Yeah, they were grounded all right. Buried even. Too deep to see the horizon.
Apple, they said, was taking a big chance by having a virtual keyboard on the iPhone. But this consulting company thought that it was a matter of necessity, since "Apple is working with a mobile device that has very limited screen space."
Are you kidding me? This isn't about what Apple is doing or why. It's about how.
To say that Apple's big gamble is the virtual keyboard, as even the NY Times said today, is to say that a phone with a physical keyboard is a sure bet. That must mean that my current phone, which has TWO keyboards/pads, is the cat's meow. Actually, a hyena's laugh is what comes to my mind.
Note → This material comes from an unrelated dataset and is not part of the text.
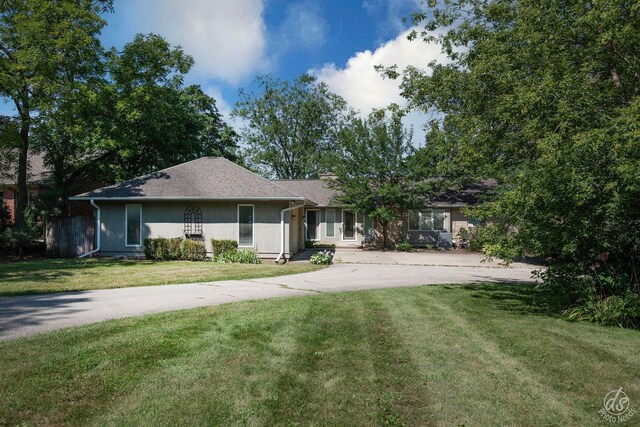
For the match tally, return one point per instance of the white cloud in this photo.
(364, 89)
(227, 38)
If we must talk about the keyboard tree and totally miss the multi-touch forest, may I please make this request? Dear Steve, if you haven't thought of it already, would you please make the keyboard configurable? I would like to drag the backspace key and the return key to the spot where they make the most sense to me.
This is the phone I lived with for two years. In all that time, I never did get used to the location of the return key and constantly deleted the last character I'd typed every time I meant to start a new paragraph.
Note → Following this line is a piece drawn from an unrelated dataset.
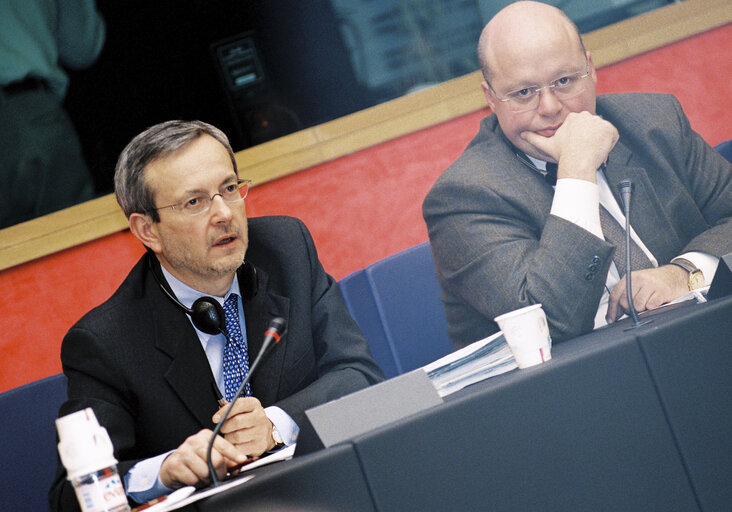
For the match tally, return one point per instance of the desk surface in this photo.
(617, 420)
Now, I must admit that my jaw dropped upon hearing the response of this trend-watching consulting company, but I did put it back in place to give them a second chance. "So let's move away from a small screen, then. Can you please give me your opinion about the same question as it relates to Surface?"
Did they recover? Hardly. Microsoft, in their opinion, was essentially doing Surface because they could. There was no reason to grab a window with your fingers to resize it when a mouse could do that with no problem.
Maybe I should give them a break because they didn't see the same video I saw when I worked at Microsoft: time after time, users in a usability lab could not double-click. Dragging was a little more of a drag than you'd think. Mousin' ain't all that easy for some folks. But really, even the Times article that started off so poorly had a clue:
"It may teach a new generation of technology users to use their fingers rather than a mouse — a four-decade-old technology — as a pointing and command device."
My big gamble is to go out on a limb (pun intended, try the veal) and claim that most people have a reasonable command of their fingers. I bet they'll do just fine.